Dam this is such a long story... So couple of months ago I met this girl online then went to talking hours on the phone and live chat. We talked about everything and she a had adapted strong feelings for me as I have too. She has gone through a lot in the past with previous boyfriends and just... Show More
Most Helpful Girl
I see this question is a few months old. but I would like to add in my two cents. I have been dating a guy online(long-distance too, 2,500 miles apart and in seperate countries!) for almost a year now. It is possible to love someone over the internet. I'm doing it right now, but there are exceptions. We use the webcam chat for at least seven hours a day(usually 10+), and usually text each other when we're not on webcam. We've met twice so far, and our third meeting will be just before our first year anniversary. Basically, we live in eachother's bedrooms, and cherish every moment we have in person. Our parents have met and get along great, and we've spent a lot of time just relaxing with eachother; watching movies together, being a couple just differently.
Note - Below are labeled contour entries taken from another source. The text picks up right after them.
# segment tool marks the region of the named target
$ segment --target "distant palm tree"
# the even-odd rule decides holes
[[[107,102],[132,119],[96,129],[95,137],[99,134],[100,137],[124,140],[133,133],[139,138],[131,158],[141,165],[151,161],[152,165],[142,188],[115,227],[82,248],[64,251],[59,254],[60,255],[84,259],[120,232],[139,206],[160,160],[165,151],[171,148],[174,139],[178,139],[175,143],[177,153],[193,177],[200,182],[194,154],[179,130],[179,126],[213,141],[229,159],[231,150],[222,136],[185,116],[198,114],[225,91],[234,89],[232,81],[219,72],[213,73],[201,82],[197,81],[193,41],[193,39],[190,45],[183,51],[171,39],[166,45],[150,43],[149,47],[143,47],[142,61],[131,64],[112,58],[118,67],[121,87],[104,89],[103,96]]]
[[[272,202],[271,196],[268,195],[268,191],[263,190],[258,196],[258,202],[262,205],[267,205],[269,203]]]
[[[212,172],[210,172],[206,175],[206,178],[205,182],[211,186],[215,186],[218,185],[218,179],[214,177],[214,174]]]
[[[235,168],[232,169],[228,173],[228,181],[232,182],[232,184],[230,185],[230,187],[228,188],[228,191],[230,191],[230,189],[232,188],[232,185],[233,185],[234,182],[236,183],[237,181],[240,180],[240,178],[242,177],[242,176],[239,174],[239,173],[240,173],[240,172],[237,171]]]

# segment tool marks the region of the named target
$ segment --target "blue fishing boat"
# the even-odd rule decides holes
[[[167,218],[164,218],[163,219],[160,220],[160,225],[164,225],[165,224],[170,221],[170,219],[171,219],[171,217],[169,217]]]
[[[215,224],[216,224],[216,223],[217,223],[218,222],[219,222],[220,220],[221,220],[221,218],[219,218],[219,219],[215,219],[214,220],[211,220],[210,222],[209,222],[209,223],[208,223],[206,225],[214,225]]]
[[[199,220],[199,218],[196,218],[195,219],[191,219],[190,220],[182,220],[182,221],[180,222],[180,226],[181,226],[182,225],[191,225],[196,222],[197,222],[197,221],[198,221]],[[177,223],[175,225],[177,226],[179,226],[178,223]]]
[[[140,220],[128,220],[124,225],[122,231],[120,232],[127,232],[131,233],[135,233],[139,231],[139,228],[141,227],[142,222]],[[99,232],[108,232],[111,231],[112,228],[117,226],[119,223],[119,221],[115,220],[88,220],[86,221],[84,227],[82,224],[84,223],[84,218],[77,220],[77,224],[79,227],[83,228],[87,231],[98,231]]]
The lack of touch hurts us both greatly, but we know theat the relationship we've built is strong, and that if we work together not only on our connection and making it through this time apart, we'll be able to tackle anything.
I think the internet is a good way to get to know someone over time, because you spend more time talking and listening rather than making out and snuggling(though we've done quite a bit of that too.) It helps you appreciate the person more when you get to know them first, and then when you get to hold hands with them, and hug them, and be an non-computer couple(not non-real couple, because it is real whether some people believe it or not) the feeling is amazing.
But anyways, I'm having a similar issue as she did, whenever I feel scared or depressed I push him away not only in an attempt to protect myself, but to protect him because I don't want to hurt him by showing how sad or frightened of what's happening. If you want to get back with her, I would say ease up on the pressure(even though you're not forcing her) and just say that when she's ready you can meet and leave it at that. She'll bring it up when she is ready, but if you think it's taking to long, she may not be worth sticking around for. Don't waste your time if you believe the relationship is going no where, but explain your feelings to her as well. Tell her you're ready to meet her and that as much as you want to support her and wait until she's ready to meet, you also feel like you're left hanging in limbo.